I’ve looked at the FOGPingHosts.service and a quickly thought of trying to create persistence based on time by adding a field into the SQL database that records that last successful ping time.
Touching the database seems a bit overreaching but maybe a field like this already exists. I haven’t had the chance to dump it yet.
Pseudo Code: FogPingHosts.service foreach(Host) { getCurrentTime=CurrentTime; timestampFromSQL= read_sql(timestampSQLField); timeSinceLastSuccessfulPing=getCurrentTime - timestampFromSQL; if(timeSinceLastSuccessfulPing > 180 Seconds) { if(PingHost == successful) { write_sql(timestampSQLField, getCurrentTime); } } }
-
@markbam I’m unsure about how this would resolve the problem as it currently exists.
As I understand it, the problem is that nodes overwrite the status constantly.
While a time check would reduce server stress somewhat, it won’t prevent a certain subnet from ‘getting there’ first and setting an incorrect value. (presuming subnets can’t ping to other subnets, you’d only see what one specific subnet sees, in other words)
So the bug is that storage nodes try and ping all hosts rather than only their own, if I’m getting it right.
-
@Quazz I don’t know that it’s a bug. Yes, i understand this is unexpected behaviour. But Remember the location plugin is a plugin. It’s not a default element of the core of fog. The Core elements attempt to ping all hosts each iteration. (So this is the expected behavior).
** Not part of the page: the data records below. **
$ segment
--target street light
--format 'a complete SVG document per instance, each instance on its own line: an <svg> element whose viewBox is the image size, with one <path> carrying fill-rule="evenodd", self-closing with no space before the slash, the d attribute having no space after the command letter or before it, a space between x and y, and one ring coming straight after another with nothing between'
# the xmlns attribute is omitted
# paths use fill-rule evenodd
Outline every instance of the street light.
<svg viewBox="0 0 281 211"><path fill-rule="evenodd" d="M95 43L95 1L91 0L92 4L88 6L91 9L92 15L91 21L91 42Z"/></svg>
That’s not to say we shouldn’t have this in bug reports and we’ll need to add things to the location plugin to distribute the PING Hosts to enable location specific pinging.
This is not currently coded for or thought of so I imagine this will take a while to work out.
-
@markbam I started to implement that but need to push this further down the list. We need to focus on bugs of the core FOG code before that.
Note to myself: I have saved a diff of the current work in my workspace.